Murray, meanwhile, was asking for my help in verifying much of the information that was in the original version of my article. So, over two days, I spent hours tracking down links to stories, confirming questions and otherwise assisting my Wikipedia guardian angel.

It was weird, because it seemed like the article might soon disappear into a puff of ones and zeroes, and that the work would therefore be wasted.

But Murray was standing up for me in the administrators' delete-or-not thread, arguing that I am, in fact, notable for my work and my place among journalists covering tech culture.

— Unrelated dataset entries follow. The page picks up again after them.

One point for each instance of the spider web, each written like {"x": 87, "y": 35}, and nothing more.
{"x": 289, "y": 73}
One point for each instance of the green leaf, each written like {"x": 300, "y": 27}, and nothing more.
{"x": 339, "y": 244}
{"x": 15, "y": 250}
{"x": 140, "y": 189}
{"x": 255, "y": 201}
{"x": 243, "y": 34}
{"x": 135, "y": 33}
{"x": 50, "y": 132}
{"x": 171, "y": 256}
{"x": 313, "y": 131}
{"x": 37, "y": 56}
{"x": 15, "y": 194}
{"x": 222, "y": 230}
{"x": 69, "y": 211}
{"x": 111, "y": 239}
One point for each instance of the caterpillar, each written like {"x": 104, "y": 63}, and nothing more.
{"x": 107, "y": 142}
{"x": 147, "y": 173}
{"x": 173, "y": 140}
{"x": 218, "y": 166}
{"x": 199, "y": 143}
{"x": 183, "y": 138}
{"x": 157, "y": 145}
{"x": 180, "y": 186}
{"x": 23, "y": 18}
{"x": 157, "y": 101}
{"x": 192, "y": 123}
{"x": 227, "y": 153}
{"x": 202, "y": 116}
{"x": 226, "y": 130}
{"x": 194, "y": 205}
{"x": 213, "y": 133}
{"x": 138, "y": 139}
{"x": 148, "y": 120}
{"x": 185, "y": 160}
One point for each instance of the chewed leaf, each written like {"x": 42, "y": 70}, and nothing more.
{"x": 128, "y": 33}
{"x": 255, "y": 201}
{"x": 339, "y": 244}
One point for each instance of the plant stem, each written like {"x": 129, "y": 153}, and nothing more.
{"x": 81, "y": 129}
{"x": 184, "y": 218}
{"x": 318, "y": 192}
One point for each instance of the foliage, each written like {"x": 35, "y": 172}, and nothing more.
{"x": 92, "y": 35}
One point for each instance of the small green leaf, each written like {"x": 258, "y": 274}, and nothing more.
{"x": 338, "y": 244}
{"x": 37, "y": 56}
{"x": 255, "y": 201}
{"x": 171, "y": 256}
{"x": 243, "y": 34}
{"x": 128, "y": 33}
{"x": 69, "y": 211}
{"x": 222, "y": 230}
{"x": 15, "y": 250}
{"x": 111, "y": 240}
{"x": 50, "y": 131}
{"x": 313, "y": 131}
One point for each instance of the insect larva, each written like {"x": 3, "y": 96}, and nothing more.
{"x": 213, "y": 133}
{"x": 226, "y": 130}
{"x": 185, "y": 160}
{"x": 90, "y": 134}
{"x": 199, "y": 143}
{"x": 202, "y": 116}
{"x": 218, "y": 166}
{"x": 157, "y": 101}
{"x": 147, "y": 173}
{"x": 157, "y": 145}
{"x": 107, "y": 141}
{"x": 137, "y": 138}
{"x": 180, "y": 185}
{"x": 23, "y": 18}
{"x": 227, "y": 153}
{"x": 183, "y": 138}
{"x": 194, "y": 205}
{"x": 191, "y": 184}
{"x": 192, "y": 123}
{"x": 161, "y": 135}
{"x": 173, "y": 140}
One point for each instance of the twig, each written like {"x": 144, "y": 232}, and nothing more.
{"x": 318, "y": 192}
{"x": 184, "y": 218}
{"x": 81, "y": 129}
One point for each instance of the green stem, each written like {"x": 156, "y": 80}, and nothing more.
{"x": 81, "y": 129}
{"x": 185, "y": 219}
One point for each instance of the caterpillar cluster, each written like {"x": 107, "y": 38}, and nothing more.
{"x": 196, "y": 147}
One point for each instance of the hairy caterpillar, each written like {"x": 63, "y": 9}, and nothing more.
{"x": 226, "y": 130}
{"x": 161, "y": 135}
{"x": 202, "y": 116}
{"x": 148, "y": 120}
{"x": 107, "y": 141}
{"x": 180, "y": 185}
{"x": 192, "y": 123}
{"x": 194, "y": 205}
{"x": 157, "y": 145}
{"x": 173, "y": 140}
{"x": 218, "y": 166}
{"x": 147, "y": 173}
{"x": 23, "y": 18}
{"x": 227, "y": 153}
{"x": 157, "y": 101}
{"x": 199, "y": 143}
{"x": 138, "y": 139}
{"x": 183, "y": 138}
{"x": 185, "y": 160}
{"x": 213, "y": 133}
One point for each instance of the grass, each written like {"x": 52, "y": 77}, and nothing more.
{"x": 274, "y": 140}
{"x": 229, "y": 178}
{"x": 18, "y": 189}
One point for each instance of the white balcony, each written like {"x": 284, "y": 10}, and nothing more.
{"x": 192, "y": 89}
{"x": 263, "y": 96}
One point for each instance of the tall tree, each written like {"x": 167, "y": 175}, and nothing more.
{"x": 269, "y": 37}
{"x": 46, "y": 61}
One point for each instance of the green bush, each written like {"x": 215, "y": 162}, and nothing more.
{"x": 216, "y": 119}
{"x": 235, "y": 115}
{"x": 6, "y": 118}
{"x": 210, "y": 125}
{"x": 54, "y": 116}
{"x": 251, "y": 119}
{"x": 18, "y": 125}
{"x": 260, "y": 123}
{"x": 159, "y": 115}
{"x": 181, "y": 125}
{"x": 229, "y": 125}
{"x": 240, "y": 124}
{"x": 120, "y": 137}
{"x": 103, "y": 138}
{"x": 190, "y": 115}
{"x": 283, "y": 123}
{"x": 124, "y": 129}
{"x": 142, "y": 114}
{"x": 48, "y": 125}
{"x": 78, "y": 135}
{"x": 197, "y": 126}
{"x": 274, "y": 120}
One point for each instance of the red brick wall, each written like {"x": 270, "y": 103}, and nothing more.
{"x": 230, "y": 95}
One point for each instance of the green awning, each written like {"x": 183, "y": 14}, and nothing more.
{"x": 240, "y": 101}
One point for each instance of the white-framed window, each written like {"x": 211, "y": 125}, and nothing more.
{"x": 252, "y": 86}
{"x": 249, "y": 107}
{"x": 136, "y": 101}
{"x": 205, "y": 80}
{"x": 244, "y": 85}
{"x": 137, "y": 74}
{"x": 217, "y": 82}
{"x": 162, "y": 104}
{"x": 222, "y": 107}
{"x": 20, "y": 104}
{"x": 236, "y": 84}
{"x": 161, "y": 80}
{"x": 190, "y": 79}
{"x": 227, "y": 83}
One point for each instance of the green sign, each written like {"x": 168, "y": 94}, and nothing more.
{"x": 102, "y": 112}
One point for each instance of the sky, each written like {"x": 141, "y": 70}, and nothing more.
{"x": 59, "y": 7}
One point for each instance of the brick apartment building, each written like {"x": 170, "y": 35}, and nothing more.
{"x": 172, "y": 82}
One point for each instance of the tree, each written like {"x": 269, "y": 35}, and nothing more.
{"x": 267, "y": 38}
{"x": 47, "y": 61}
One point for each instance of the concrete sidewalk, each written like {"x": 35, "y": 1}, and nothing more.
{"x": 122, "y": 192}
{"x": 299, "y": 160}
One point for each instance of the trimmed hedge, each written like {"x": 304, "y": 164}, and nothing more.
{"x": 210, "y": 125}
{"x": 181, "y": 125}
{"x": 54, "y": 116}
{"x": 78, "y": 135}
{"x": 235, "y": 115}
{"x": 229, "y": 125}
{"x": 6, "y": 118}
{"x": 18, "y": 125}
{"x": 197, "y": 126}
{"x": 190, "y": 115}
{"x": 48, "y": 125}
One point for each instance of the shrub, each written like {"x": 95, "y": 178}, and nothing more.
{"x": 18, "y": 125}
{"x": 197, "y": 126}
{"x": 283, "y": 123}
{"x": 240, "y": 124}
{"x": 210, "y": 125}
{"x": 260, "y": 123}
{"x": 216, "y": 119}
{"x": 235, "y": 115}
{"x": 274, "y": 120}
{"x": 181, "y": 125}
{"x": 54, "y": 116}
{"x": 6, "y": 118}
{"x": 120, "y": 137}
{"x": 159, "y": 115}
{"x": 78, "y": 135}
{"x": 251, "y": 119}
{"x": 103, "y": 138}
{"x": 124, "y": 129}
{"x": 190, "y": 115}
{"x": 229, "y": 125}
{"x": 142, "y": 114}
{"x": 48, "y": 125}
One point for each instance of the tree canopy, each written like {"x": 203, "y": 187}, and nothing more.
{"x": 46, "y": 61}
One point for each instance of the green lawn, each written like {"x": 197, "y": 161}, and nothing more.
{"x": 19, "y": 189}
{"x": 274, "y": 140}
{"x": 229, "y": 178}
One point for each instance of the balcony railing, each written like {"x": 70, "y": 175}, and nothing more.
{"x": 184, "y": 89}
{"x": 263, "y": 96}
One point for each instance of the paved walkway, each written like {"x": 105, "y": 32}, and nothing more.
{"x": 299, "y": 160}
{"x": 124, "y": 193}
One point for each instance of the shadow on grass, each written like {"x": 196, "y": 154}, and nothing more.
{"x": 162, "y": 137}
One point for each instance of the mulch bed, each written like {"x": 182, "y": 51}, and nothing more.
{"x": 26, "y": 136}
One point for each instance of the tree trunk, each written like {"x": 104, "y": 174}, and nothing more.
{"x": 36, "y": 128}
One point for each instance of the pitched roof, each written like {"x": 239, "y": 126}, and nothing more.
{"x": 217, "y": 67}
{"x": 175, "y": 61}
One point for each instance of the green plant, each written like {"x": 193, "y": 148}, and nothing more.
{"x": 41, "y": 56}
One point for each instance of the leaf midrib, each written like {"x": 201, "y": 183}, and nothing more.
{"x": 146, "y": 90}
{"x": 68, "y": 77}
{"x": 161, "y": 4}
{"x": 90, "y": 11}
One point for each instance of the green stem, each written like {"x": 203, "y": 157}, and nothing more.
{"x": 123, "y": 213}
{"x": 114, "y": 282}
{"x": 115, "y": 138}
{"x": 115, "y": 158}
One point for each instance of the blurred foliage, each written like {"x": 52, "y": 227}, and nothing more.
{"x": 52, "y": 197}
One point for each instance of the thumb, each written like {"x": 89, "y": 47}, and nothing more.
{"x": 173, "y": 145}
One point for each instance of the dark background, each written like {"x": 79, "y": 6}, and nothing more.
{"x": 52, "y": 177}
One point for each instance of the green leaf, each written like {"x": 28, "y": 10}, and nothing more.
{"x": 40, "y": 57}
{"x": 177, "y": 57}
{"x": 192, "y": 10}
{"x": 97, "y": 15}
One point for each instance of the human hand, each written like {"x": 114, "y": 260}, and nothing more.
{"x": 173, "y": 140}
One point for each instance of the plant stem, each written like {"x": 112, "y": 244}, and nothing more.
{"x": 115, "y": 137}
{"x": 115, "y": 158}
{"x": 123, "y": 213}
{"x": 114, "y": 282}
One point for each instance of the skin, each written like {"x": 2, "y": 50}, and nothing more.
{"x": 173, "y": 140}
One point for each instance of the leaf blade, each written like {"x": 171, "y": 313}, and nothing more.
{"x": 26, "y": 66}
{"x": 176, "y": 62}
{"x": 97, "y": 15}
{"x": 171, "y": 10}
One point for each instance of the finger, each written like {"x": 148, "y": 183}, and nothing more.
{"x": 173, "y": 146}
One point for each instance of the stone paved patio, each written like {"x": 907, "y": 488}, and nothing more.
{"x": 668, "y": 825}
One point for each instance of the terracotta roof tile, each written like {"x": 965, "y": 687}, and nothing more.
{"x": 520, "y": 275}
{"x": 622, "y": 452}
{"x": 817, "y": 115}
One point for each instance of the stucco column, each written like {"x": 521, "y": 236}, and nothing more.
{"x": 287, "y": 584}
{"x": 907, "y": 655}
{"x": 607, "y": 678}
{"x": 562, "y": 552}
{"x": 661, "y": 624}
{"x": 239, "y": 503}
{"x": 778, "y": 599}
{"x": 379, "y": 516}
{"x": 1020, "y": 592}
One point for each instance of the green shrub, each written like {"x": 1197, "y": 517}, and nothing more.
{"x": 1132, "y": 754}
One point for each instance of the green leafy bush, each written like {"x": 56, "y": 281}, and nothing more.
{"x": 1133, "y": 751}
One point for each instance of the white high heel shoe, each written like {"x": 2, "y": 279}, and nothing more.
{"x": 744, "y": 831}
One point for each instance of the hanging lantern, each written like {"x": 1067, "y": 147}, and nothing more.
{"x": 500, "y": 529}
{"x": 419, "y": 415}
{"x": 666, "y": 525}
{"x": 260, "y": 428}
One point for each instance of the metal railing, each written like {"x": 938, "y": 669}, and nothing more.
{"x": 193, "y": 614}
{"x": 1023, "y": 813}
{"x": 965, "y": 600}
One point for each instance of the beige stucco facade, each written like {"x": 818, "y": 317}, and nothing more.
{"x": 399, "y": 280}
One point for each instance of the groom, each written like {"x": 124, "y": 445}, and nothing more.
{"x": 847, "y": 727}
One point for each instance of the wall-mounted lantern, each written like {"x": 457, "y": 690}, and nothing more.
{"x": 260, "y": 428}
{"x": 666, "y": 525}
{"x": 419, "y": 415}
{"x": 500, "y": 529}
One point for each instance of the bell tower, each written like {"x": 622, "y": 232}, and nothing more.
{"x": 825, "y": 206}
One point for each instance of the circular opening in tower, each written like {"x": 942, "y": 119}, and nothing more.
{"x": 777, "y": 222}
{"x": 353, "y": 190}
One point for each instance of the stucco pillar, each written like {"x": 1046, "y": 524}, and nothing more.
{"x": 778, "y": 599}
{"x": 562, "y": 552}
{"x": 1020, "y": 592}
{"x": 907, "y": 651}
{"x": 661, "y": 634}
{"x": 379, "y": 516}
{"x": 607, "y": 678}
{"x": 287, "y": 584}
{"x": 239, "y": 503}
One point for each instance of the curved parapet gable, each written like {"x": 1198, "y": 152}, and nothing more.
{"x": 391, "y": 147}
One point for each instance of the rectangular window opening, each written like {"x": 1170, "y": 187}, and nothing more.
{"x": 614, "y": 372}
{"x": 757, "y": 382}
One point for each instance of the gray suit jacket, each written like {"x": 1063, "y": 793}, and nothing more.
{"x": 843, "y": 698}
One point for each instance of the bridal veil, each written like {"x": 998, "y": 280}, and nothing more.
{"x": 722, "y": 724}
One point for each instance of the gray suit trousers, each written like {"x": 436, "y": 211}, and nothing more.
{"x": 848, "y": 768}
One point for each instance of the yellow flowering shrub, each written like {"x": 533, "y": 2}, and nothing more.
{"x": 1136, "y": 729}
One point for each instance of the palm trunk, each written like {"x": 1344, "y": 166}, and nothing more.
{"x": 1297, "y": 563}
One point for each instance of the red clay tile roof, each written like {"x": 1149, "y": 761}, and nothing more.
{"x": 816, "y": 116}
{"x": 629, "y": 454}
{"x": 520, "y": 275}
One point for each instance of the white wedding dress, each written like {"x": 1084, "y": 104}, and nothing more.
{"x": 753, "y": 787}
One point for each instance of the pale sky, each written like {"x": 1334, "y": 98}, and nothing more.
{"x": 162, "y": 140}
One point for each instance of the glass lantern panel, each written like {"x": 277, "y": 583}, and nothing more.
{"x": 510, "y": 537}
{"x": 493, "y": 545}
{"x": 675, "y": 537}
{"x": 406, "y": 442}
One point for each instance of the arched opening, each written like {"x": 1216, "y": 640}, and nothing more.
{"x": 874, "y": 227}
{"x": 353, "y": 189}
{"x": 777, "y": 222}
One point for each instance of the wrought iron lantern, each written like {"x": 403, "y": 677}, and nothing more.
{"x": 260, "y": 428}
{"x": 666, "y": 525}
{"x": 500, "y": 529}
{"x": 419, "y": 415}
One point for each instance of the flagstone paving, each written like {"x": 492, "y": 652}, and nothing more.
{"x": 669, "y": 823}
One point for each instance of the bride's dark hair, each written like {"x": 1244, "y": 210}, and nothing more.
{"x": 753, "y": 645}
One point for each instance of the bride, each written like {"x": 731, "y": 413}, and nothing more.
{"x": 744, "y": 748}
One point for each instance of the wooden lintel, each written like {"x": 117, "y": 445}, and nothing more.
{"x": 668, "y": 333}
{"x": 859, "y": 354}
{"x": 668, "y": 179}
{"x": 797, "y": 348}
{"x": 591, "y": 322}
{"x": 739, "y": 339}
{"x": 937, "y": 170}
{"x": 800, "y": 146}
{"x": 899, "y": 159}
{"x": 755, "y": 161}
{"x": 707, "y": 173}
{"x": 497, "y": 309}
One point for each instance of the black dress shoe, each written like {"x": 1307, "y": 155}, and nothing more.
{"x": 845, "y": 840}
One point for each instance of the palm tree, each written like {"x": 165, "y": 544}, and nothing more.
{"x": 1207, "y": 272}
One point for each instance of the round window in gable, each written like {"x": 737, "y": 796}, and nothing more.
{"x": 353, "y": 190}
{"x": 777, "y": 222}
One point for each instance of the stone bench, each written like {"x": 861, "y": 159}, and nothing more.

"This subject has won an award for his journalism, is a recognized expert who is invited to speak at high-tech conferences, moderates panels," he wrote, "and has developed a second source of notability as an author and expert on the Burning Man festival."

But another, clearly well-meaning, administrator, hedged.

"Journalists are governed by the base WP:BIO, which requires, roughly, multiple independent coverage of the person's work," Serpent's Choice wrote January 8. "Terdiman is a prolific journalist and seems very likely to be the kind of person who will eventually meet the standards but doesn't yet."

Thank you, Serpent's Choice. I think.

On Wednesday, I was told that the final decision on whether to keep the article would likely come in a day or two. Things were looking good. A couple more administrators posted their support for the article. And on Thursday morning, the consensus was to keep it up.

I was prepared, though, to live up to Serpent's Choice's faith in me.